The Pinecone component is a data component that allows users to build and search vector datasets.
It can carry out the following tasks:
#Release Stage
Alpha
#Configuration
The component definition and tasks are defined in the definition.json and tasks.json files respectively.
#Setup
In order to communicate with Pinecone, the following connection details need to be
provided. You may specify them directly in a pipeline recipe as key-value pairs
within the component's setup
block, or you can create a Connection from
the Integration Settings
page and reference the whole setup
as setup: ${connection.<my-connection-id>}
.
Field | Field ID | Type | Note |
---|
API Key (required) | api-key | string | Fill in your Pinecone AI API key. You can create an api key in Pinecone Console. |
Pinecone Index URL | url | string | Fill in your Pinecone index URL. It is in the form. |
#Supported Tasks
#Query
Retrieve the ids of the most similar items in a namespace, along with their similarity scores.
Input | ID | Type | Description |
---|
Task ID (required) | task | string | TASK_QUERY |
ID | id | string | The unique ID of the vector to be used as a query vector. If present, the vector parameter will be ignored. |
Vector (required) | vector | array[number] | An array of dimensions for the query vector. |
Top K (required) | top-k | integer | The number of results to return for each query. |
Namespace | namespace | string | The namespace to query. |
Filter | filter | object | The filter to apply. You can use vector metadata to limit your search. See more details here. |
Minimum Score | min-score | number | Exclude results whose score is below this value. |
Include Metadata | include-metadata | boolean | Indicates whether metadata is included in the response as well as the IDs. |
Include Values | include-values | boolean | Indicates whether vector values are included in the response. |
Output | ID | Type | Description |
---|
Namespace | namespace | string | The namespace of the query. |
Matches | matches | array[object] | The matches returned for the query. |
Output Objects in Query
Matches
Field | Field ID | Type | Note |
---|
ID | id | string | The ID of the matched vector. |
Metadata | metadata | object | Metadata. |
Score | score | number | A measure of similarity between this vector and the query vector. The higher the score, the more similar they are. |
Values | values | array | Vector data values. |
#Upsert
Writes vectors into a namespace. If a new value is upserted for an existing vector id, it will overwrite the previous value. This task will be soon replaced by TASK_BATCH_UPSERT
, which extends its functionality.
Input | ID | Type | Description |
---|
Task ID (required) | task | string | TASK_UPSERT |
ID (required) | id | string | This is the vector's unique id. |
Values (required) | values | array[number] | An array of dimensions for the vector to be saved. |
Namespace | namespace | string | The namespace to query. |
Metadata | metadata | object | The vector metadata. |
Output | ID | Type | Description |
---|
Upserted Count | upserted-count | integer | Number of records modified or added. |
#Batch Upsert
Writes vectors into a namespace. If a new value is upserted for an existing vector ID, it will overwrite the previous value.

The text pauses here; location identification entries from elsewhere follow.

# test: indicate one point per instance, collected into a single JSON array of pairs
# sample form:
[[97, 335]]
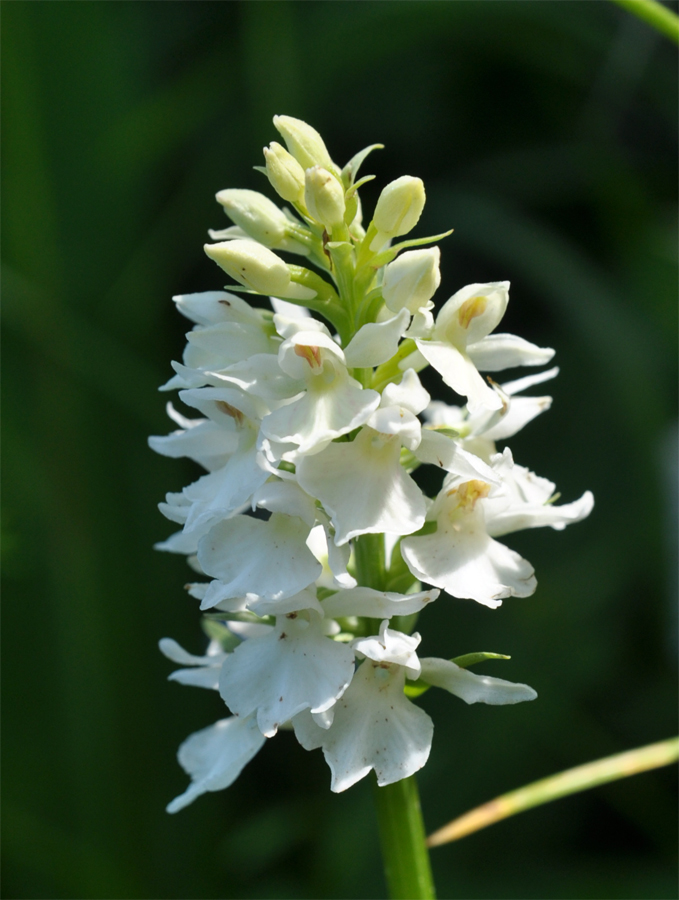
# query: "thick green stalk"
[[407, 869], [402, 837]]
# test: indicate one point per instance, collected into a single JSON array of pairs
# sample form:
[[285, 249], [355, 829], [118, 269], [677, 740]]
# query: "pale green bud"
[[256, 215], [285, 173], [304, 142], [324, 197], [411, 280], [398, 209], [252, 265]]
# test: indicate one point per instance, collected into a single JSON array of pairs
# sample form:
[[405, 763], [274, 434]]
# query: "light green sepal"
[[350, 171], [217, 631], [386, 256], [415, 689]]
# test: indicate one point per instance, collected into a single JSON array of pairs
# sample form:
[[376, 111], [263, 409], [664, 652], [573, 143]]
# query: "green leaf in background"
[[582, 778]]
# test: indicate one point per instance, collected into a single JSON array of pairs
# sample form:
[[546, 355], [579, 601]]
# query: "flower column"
[[312, 532]]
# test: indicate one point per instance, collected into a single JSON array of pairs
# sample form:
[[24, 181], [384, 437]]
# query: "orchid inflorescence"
[[314, 535]]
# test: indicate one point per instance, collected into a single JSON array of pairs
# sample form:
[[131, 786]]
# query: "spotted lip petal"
[[294, 667], [459, 373], [363, 487], [464, 560], [270, 559], [374, 727], [215, 757]]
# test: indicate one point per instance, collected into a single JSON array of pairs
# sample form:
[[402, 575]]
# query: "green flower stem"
[[654, 14], [406, 859], [370, 564], [407, 869]]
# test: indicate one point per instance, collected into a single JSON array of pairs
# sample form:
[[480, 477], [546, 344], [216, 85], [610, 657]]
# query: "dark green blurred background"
[[545, 133]]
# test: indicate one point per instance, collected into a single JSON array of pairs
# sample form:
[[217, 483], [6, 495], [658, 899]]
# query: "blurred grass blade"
[[654, 14], [569, 782]]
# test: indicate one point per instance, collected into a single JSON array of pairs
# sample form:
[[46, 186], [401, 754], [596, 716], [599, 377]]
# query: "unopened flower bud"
[[304, 142], [252, 265], [324, 197], [285, 173], [411, 280], [256, 215], [398, 209]]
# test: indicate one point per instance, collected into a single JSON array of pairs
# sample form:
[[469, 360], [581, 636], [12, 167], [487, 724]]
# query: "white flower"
[[215, 757], [204, 671], [470, 687], [294, 667], [525, 501], [461, 343], [270, 559], [333, 403], [398, 209], [361, 483], [461, 557], [374, 726]]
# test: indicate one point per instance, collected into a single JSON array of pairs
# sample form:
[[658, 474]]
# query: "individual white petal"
[[270, 559], [207, 443], [262, 376], [469, 564], [218, 596], [334, 559], [392, 420], [391, 646], [444, 452], [321, 414], [305, 599], [363, 487], [534, 516], [473, 688], [308, 731], [375, 727], [376, 342], [286, 497], [179, 542], [503, 351], [222, 493], [422, 324], [209, 307], [520, 412], [295, 667], [248, 630], [443, 415], [226, 343], [408, 393], [459, 373], [215, 757], [522, 384], [363, 601], [172, 650], [460, 557], [224, 405], [176, 507]]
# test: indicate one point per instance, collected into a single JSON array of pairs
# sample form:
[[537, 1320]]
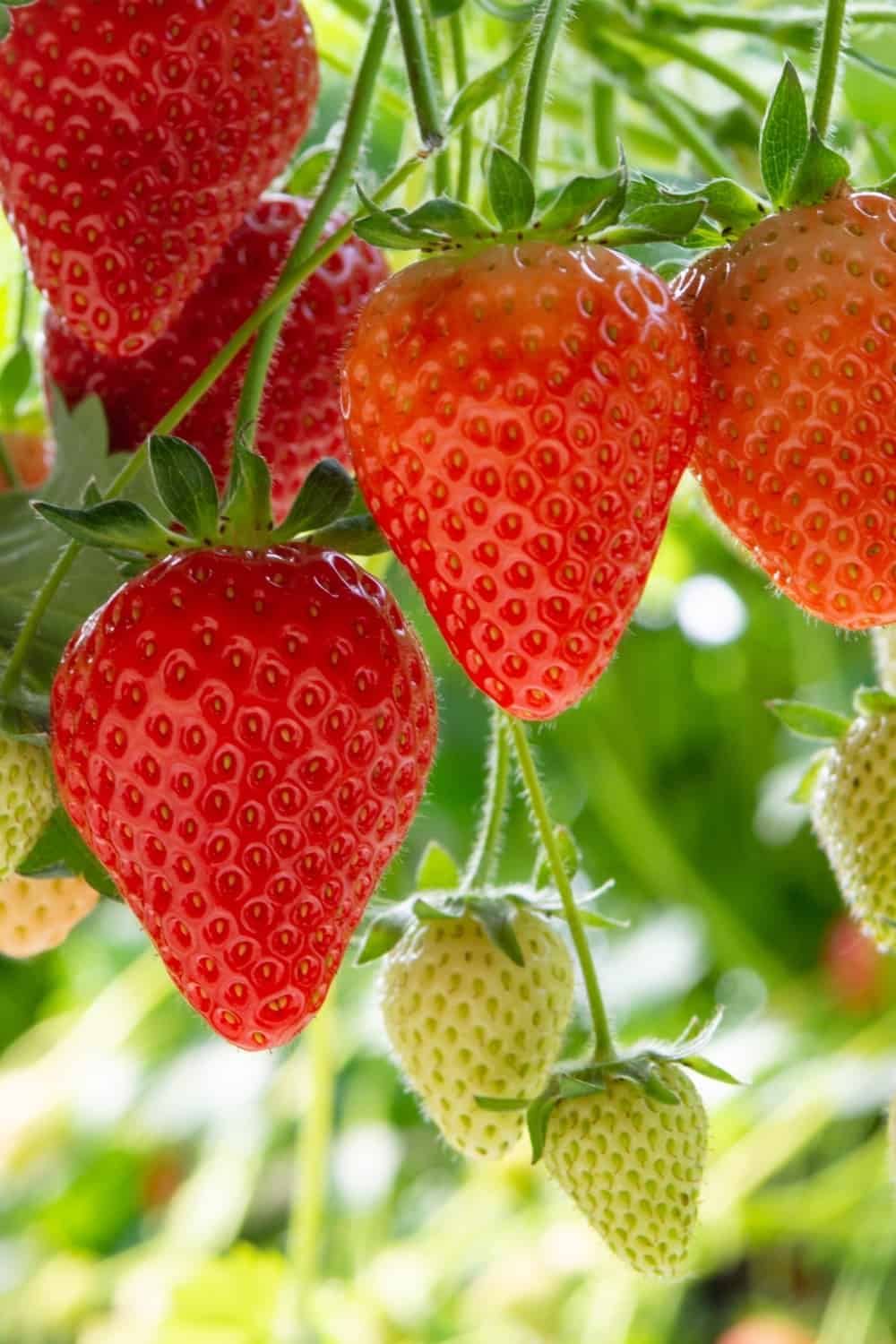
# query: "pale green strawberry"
[[853, 811], [634, 1167], [465, 1021], [26, 800]]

Input | ID | Type | Description |
---|
Task ID (required) | task | string | TASK_BATCH_UPSERT |
Vectors (required) | vectors | array[object] | Array of vectors to upsert |
Namespace | namespace | string | The namespace to query. |
Input Objects in Batch Upsert
Vectors
Array of vectors to upsert
Field | Field ID | Type | Note |
---|
ID | id | string | The unique ID of the vector. |
Metadata | metadata | object | The vector metadata. This is a set of key-value pairs that can be used to store additional information about the vector. The values can have the following types: string, number, boolean, or array of strings. |
Values | values | array | An array of dimensions for the vector to be saved. |
Output | ID | Type | Description |
---|
Upserted Count | upserted-count | integer | Number of records modified or added. |
#Rerank
Rerank documents, such as text passages, according to their relevance to a query. The input is a list of documents and a query. The output is a list of documents, sorted by relevance to the query.
Input | ID | Type | Description |
---|
Task ID (required) | task | string | TASK_RERANK |
Query (required) | query | string | The query to rerank the documents. |
Documents (required) | documents | array[string] | The documents to rerank. |
Top N | top-n | integer | The number of results to return sorted by relevance. Defaults to the number of inputs. |
Output | ID | Type | Description |
---|
Reranked Documents. | documents | array[string] | Reranked documents. |
Scores | scores | array[number] | The relevance score of the documents normalized between 0 and 1. |